The infant and her mother were killed in shelling on the Al Bureij refugee camp, medical sources at Al Awda Hospital told the official Wafa news agency.
Six others were killed in an attack on a home in Deir Al Balah, Wafa added, with several others injured.
Shelling was also reported in eastern parts of Khan Younis.
More than 40,300 people have been killed across Gaza since the war began in October, according to the enclave’s health ministry.
At least 93,300 others have been wounded and several thousand are missing.
Israel says 1,200 people were killed and 250 taken hostage during the Hamas incursion of October 7.
The latest strikes came as dozens of bodies and human remains were recovered from Khan Younis following the withdrawal of the Israeli army.
“Great destruction” was reported in Hamad City, an area of Khan Younis, where dozens of buildings were “razed to the ground”, according to Wafa.
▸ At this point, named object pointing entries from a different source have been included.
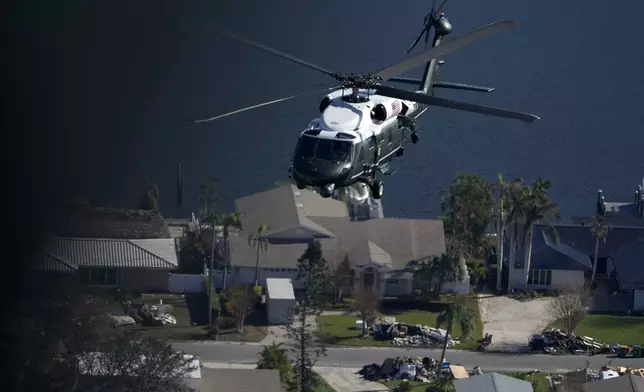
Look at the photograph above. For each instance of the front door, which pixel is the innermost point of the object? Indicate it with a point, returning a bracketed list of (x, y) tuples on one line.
[(368, 279)]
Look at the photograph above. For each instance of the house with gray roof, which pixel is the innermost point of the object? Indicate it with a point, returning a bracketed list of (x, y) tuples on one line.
[(129, 264), (492, 382), (620, 261), (379, 250)]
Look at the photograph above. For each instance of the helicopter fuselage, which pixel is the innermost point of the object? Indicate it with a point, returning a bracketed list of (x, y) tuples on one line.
[(355, 136)]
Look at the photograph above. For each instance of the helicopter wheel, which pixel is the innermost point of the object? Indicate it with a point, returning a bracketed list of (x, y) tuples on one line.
[(377, 189), (414, 138)]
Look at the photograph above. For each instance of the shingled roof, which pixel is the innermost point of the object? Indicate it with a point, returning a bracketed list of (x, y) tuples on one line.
[(67, 254), (298, 215), (287, 211)]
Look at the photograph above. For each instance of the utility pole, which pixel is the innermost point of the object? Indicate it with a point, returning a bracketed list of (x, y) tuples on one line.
[(211, 277)]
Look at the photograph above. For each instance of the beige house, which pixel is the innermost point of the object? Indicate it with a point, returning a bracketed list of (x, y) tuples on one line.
[(379, 250)]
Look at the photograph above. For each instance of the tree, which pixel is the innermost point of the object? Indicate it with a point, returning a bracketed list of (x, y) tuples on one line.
[(467, 212), (367, 306), (341, 271), (276, 357), (516, 200), (307, 347), (459, 312), (570, 306), (240, 301), (439, 270), (599, 227), (538, 208), (149, 199), (500, 195), (259, 241), (130, 362), (209, 200)]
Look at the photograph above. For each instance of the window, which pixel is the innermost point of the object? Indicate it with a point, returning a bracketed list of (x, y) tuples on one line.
[(540, 277)]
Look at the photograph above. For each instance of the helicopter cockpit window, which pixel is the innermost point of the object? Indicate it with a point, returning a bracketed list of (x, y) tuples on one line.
[(306, 147), (333, 150)]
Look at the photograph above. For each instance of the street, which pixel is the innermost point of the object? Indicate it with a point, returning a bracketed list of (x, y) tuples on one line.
[(360, 356)]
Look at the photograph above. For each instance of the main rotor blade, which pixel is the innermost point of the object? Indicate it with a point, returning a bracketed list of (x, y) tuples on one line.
[(457, 105), (444, 48), (263, 104), (277, 53)]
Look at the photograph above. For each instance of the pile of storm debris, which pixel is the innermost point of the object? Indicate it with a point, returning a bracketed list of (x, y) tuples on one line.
[(407, 335), (414, 369), (556, 341)]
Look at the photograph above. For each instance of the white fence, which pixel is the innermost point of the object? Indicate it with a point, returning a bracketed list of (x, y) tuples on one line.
[(179, 283)]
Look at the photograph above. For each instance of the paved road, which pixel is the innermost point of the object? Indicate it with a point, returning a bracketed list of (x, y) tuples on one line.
[(357, 357)]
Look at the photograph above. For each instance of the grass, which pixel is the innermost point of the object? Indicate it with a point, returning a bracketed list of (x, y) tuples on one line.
[(611, 329), (340, 330), (319, 385), (539, 382), (192, 321)]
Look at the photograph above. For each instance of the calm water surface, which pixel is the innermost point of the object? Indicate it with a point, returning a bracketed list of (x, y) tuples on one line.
[(128, 77)]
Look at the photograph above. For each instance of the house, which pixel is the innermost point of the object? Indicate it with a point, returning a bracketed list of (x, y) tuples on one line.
[(620, 262), (280, 300), (142, 264), (492, 382), (379, 250), (626, 383)]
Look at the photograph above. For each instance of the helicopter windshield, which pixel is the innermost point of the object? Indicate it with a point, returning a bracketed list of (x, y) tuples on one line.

Dozens of bodies and severed limbs were found on Saturday and sent to Nasser Hospital, it added, as search operations continue to locate the missing.
At least 60 bodies were transferred to the hospital from Thursday to Saturday, Wafa added, with 11 others killed across Gaza on Saturday.
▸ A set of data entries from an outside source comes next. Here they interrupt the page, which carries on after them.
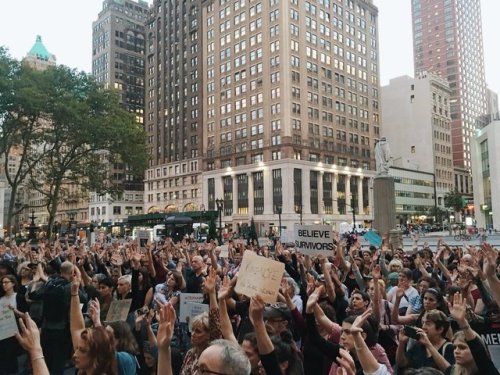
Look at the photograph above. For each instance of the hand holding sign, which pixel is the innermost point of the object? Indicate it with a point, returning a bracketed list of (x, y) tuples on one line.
[(259, 275)]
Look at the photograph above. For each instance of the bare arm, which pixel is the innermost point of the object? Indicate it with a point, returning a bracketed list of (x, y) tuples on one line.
[(77, 323)]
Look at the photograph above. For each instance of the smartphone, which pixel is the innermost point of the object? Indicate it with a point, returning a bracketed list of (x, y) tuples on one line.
[(411, 332)]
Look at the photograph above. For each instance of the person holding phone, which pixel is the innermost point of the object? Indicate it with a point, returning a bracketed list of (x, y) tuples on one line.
[(432, 348)]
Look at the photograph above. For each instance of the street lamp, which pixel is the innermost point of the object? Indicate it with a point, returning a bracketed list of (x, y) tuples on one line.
[(220, 206), (353, 214), (202, 209), (278, 210)]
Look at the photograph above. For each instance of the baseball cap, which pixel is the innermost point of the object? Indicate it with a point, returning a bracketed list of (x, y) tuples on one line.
[(278, 311)]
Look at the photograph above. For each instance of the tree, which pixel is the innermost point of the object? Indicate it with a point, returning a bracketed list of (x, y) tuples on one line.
[(252, 233), (86, 132), (22, 119)]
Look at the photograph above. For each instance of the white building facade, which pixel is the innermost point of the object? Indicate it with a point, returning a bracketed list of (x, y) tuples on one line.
[(417, 123), (486, 175)]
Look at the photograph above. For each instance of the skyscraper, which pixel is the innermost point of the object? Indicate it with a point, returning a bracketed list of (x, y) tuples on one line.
[(291, 98), (447, 40), (174, 106), (118, 60)]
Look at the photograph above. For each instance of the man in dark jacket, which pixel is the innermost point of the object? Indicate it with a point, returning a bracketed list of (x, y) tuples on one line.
[(56, 335)]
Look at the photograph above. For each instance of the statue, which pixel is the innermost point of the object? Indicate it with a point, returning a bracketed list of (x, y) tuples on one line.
[(382, 157)]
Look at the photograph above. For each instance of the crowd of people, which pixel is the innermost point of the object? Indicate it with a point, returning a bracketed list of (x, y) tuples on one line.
[(356, 310)]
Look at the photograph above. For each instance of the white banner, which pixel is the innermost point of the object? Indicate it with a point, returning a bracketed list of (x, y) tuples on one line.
[(314, 239)]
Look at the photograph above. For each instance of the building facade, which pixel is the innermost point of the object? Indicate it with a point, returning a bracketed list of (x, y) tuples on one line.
[(291, 109), (416, 121), (118, 62), (486, 175), (447, 40), (415, 194), (174, 106)]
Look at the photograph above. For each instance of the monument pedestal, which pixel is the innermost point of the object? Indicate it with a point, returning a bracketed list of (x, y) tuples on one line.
[(384, 209)]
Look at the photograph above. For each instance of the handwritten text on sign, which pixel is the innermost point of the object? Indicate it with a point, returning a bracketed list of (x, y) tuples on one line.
[(8, 326), (314, 239), (259, 275)]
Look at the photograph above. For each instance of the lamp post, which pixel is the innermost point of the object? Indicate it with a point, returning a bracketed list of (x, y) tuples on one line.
[(278, 210), (353, 214), (202, 209), (220, 206)]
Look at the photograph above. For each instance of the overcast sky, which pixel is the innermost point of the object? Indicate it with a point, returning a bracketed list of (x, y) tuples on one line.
[(66, 30)]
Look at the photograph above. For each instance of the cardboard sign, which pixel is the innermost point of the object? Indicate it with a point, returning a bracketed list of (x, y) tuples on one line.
[(224, 251), (373, 238), (186, 298), (118, 310), (194, 309), (259, 275), (314, 239), (8, 325), (492, 340)]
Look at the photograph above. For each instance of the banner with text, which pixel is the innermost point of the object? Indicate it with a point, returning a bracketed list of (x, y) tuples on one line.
[(259, 275), (314, 239)]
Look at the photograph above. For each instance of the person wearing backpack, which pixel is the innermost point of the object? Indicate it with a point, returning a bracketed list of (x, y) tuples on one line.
[(56, 336)]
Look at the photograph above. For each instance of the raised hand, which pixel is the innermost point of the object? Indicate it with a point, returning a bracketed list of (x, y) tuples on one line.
[(29, 336), (458, 308), (76, 280), (346, 363), (166, 327), (210, 281), (225, 289), (490, 256), (256, 310), (95, 312), (357, 325), (313, 299)]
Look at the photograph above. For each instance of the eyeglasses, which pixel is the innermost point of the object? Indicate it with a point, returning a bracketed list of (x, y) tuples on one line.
[(204, 371)]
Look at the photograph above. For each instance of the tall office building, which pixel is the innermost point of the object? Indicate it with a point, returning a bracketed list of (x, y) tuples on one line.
[(118, 61), (417, 123), (291, 110), (174, 106), (447, 40)]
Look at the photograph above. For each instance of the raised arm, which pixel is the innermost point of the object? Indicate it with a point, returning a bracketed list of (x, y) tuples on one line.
[(77, 323), (164, 337), (368, 361), (225, 322), (489, 270)]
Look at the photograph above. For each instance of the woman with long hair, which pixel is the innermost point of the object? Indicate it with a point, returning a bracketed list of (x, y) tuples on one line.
[(94, 347), (9, 347), (471, 354)]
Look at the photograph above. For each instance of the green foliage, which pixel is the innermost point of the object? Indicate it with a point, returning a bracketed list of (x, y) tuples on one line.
[(252, 233), (70, 131), (454, 200)]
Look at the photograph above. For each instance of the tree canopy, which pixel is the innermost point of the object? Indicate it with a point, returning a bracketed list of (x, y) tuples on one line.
[(68, 129)]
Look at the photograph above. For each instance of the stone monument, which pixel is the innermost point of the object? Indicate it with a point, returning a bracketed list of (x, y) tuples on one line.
[(384, 197)]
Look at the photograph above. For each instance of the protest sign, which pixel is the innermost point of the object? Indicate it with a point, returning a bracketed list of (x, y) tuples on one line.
[(287, 236), (186, 298), (491, 337), (194, 309), (118, 310), (224, 251), (259, 275), (8, 326), (314, 239)]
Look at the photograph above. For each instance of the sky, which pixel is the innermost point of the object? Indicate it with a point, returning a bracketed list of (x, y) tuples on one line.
[(66, 30)]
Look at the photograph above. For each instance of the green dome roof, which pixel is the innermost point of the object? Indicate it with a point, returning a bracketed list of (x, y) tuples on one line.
[(38, 50)]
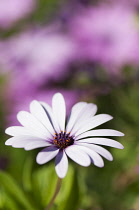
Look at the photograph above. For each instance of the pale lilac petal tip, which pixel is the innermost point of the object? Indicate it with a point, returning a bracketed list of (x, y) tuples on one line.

Israeli forces, which withdrew from northern Khan Younis, are now stationed in the east of the city, the outlet reported.
An Israeli soldier was confirmed killed in Gaza fighting on Saturday, a day after the death of four others was confirmed, taking the army’s total death toll to 339 since the ground invasion began in late October.
As the war continues, so do large-scale protests calling for a ceasefire deal and an end to the fighting.
Thousands of Israelis rallied again in Tel Aviv and Jerusalem on Saturday, with demands for a ceasefire louder after the bodies of six hostages were recovered from Gaza last week.
Several relatives of the recovered hostages spoke at a Tel Aviv rally under the banner You Could Have Saved Them, according to Israeli reports.
Opposition leader Yair Lapid was present, wearing a Bring Them Home Now” shirt, who called on Prime Minister Benjamin Netanyahu to “go himself” to Cairo, where ceasefire talks are set to resume.
“Mr Prime Minister: go to Cairo yourself, don’t send anybody. Close a deal now,” the Times of Israel quoted him as saying at the rally.
About 100 hostages remain in Gaza since the October 7 Hamas attack on southern Israel.
In November, 105 were released in a temporary ceasefire which also involved the release of Palestinian detainees from Israeli prisons.
Only a few have been freed in military operations in Gaza, which are estimated to have killed hundreds of Palestinians.
It is unclear how many of the hostages are still alive.